Schaeff: Bagger und Lader aus Baden-Württemberg

Der Unternehmer Karl Schaeff gründete im Jahr 1937 die Karl Schaeff GmbH & Co. KG. Sitz der Firma, die zunächst ausschließlich Agrarmaschinen reparierte, war Langenburg im Norden von Baden-Württemberg. An diesem Standort ist das Unternehmen nach wie vor aktiv, durchlebte im Laufe der Zeit jedoch einige Umstrukturierungen. So wurde das Geschäftskonzept im Jahr 1947 grundlegend verändert und fortan wurden hauptsächlich Zubehör und Geräte für Baumaschinen produziert.
Später stieg das Unternehmen auch in die Fertigung von Baumaschinen ein, sodass das Portfolio unter anderem Bagger, Radlader und ähnliche Maschinen umfasste. 1985 übernahm Schaeff die Johannes Fuchs KG und erweiterte so das Produktangebot an Baggern. Im Jahr 2002 wurde Schaeff schließlich von Terex Deutschland aufgekauft. Seitdem werden alle Fahrzeuge unter diesem Namen vertrieben, weiterhin aber am Standort in Langenburg gefertigt. Baumaschinen unter dem Namen Schaeff sind heute auch in Form von Gebrauchtfahrzeugen erhältlich.

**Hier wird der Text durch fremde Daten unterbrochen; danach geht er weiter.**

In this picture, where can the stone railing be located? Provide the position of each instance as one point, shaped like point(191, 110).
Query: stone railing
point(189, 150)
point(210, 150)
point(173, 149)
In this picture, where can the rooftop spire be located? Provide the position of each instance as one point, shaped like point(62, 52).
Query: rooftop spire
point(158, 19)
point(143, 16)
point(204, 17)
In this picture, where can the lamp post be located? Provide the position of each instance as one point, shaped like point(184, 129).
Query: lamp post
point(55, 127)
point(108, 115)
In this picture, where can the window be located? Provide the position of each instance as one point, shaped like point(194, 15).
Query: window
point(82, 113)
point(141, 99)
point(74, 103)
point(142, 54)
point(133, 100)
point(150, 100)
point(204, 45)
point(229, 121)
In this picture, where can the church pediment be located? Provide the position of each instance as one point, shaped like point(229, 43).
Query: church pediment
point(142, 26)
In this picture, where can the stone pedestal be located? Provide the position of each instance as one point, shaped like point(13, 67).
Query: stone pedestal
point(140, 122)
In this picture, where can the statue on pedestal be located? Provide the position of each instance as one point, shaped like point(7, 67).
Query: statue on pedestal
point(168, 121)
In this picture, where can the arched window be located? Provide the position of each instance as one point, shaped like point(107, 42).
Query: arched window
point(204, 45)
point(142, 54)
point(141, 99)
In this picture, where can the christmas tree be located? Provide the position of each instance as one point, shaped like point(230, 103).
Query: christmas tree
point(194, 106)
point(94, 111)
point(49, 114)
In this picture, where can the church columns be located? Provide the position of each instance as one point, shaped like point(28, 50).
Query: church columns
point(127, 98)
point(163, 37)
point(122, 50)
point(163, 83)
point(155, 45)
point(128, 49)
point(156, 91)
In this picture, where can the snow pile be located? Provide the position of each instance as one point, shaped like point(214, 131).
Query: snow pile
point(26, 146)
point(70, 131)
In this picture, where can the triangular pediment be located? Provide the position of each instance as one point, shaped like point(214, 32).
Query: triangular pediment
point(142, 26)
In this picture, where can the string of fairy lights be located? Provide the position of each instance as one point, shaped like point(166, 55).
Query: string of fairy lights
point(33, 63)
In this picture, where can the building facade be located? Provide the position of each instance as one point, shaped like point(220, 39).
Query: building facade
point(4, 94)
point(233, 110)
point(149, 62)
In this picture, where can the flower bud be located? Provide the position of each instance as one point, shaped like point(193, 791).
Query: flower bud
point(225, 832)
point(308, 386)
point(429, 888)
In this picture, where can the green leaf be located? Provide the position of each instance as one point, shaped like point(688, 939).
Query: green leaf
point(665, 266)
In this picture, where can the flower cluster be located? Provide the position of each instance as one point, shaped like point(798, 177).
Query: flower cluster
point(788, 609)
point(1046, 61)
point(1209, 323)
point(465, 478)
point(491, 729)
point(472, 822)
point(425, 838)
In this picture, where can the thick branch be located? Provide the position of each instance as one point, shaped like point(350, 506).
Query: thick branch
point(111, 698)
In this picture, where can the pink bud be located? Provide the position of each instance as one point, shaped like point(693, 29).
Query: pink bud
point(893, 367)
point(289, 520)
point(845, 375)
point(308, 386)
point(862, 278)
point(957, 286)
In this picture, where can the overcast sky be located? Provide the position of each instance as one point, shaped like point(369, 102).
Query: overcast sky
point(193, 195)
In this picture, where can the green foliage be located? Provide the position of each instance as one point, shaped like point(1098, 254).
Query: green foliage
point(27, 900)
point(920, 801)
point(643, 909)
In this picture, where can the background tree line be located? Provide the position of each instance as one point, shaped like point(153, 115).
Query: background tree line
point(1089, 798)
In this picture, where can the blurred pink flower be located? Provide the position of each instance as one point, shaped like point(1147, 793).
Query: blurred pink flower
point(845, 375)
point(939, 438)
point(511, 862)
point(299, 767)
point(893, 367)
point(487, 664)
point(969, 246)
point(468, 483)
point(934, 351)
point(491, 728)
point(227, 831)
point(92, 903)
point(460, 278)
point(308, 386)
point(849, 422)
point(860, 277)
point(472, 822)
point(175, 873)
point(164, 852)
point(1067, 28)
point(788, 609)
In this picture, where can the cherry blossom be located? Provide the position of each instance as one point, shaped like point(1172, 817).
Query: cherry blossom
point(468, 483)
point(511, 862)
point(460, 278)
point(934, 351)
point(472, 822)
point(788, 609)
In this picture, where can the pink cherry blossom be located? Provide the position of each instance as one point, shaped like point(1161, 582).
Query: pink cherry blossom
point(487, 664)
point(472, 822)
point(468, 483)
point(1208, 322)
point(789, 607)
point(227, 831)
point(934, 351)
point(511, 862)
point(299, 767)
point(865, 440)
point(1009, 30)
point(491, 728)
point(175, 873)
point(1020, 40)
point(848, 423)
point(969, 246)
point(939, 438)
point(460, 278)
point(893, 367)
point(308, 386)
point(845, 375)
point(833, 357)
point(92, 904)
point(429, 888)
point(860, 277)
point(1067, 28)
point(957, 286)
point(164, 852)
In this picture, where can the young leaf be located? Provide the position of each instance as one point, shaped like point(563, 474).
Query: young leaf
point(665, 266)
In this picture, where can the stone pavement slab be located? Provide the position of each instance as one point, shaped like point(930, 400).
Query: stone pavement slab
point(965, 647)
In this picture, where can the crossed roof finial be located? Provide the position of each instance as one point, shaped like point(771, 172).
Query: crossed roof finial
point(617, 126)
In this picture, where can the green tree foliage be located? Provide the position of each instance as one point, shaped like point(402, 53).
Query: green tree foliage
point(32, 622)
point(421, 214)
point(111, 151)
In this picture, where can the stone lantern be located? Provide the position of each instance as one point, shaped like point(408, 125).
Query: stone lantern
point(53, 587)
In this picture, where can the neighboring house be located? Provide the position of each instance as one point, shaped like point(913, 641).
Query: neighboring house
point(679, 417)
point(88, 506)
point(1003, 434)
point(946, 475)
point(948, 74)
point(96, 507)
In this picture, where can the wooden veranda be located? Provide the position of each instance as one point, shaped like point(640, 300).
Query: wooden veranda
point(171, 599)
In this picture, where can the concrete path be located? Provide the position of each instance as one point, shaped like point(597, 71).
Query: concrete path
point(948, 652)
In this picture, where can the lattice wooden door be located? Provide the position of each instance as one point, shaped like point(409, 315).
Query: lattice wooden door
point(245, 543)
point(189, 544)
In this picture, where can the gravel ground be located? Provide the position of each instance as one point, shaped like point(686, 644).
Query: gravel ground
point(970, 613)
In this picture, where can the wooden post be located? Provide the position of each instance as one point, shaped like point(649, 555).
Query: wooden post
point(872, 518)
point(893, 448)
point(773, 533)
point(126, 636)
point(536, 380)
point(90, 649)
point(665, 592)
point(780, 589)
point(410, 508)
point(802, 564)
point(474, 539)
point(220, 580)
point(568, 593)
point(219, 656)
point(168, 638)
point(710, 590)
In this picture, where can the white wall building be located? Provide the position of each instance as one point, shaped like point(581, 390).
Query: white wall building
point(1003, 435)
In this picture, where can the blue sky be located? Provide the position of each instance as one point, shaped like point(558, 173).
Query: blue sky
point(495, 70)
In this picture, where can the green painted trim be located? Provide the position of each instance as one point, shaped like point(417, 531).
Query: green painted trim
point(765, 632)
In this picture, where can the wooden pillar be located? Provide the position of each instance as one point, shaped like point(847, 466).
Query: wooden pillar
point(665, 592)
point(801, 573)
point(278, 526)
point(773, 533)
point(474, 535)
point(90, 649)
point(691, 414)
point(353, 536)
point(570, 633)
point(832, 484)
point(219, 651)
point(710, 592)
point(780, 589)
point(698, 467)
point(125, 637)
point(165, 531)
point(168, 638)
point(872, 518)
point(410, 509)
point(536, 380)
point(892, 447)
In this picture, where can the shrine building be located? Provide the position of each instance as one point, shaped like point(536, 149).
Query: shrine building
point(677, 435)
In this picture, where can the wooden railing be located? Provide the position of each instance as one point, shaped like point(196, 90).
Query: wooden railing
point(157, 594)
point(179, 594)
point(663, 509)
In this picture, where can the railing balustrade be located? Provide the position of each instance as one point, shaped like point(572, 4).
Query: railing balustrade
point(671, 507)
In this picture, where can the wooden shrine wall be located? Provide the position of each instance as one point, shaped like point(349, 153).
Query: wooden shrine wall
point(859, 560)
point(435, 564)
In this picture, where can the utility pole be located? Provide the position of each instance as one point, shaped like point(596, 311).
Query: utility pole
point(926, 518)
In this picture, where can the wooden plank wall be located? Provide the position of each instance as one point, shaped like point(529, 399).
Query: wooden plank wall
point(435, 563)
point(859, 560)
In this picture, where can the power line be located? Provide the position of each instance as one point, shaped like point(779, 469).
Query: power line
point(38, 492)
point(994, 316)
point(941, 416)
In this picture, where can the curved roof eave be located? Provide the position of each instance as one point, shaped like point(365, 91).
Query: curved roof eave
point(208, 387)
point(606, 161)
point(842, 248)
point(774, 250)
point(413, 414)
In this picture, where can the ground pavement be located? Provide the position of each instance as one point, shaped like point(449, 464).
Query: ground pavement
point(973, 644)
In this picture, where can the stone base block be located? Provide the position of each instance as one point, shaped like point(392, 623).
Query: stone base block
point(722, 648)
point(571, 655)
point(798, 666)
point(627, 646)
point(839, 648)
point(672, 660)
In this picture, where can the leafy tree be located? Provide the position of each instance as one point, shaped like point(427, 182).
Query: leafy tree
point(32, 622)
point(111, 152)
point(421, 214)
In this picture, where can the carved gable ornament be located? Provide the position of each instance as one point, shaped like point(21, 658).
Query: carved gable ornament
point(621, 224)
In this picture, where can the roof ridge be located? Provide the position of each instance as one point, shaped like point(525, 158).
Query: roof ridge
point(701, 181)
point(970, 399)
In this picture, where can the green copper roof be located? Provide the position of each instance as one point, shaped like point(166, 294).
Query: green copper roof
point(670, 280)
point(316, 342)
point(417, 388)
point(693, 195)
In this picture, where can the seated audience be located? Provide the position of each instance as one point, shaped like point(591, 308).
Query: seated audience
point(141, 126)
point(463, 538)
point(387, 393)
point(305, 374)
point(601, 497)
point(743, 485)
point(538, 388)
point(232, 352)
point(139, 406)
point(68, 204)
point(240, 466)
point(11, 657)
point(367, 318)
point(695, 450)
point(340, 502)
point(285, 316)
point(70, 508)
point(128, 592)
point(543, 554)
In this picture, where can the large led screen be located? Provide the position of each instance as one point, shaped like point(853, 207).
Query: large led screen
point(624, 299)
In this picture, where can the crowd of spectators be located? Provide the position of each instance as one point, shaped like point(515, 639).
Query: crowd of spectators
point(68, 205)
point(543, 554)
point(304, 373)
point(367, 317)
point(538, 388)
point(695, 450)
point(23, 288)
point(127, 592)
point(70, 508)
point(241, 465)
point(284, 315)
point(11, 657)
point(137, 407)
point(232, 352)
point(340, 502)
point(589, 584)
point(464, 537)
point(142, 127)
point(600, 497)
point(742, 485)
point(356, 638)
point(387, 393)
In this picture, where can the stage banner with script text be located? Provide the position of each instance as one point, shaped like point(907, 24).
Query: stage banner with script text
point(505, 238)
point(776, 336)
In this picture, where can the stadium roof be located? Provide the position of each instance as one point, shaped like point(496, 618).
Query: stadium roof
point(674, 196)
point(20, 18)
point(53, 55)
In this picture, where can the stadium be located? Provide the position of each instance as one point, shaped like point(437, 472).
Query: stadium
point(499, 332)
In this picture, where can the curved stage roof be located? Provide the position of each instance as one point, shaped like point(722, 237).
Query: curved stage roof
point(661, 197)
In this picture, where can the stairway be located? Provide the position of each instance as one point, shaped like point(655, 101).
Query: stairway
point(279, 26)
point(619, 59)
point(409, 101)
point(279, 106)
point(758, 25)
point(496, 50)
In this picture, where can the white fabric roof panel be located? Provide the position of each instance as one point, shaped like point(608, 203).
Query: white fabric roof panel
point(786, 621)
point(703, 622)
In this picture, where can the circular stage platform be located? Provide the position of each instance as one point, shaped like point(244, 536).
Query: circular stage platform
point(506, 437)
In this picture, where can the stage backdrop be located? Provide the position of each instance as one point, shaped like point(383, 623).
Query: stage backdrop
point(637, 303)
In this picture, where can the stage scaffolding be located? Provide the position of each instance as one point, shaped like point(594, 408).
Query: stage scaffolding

Innovationen im Baggerbereich

Vor allem bei den Baggern entwickelte Schaeff einige Neuerungen, was für eine große Verbreitung der Maschinen sorgte. Aus diesem Grund findet man auch heutzutage noch viele Schaeff Bagger gebraucht auf dem Markt. So entstammt beispielsweise die Knickmatik-Technik der Entwicklung von Schaeff und kommt vor allem bei den kleinen und mittleren Baggern zum Einsatz. Hierbei ist es möglich, die Schaufel stufenlos um bis zu 90 Grad zu knicken, was komplexe Erdarbeiten möglich macht, ohne die Position des Baggers verändern zu müssen. Weiterhin ist die Firma in diesem Bereich der Baumaschinen sehr breit aufgestellt. Die Raupenbagger bilden das Einstiegssegment von Schaeff und sind in verschiedenen Größenklassen erhältlich. Kompakte Maschinen für den Garten- und Landschaftsbau mit einer Grabtiefe von maximal 1,62 m zählen ebenso zum Portfolio wie Bagger für den Hoch- und Tiefbau mit Grabtiefen von über vier Metern. Das Betriebsgewicht dieser Maschinen liegt dabei zwischen 1,1 und 12,5 t, wobei die Leistung von zehn PS bis 116 PS variiert. Die Mobilbagger hingegen verfügen über zwei Radachsen und sind für gröbere Arbeiten konzipiert. Hier bietet Schaeff Maschinen mit einer Grabtiefe zwischen 3,5 m und 4,65 m an, die auch als Gebrauchtfahrzeug häufig zu finden sind. Das Gewicht dieser Baumaschinen liegt zwischen 6,8 und 12,5 t.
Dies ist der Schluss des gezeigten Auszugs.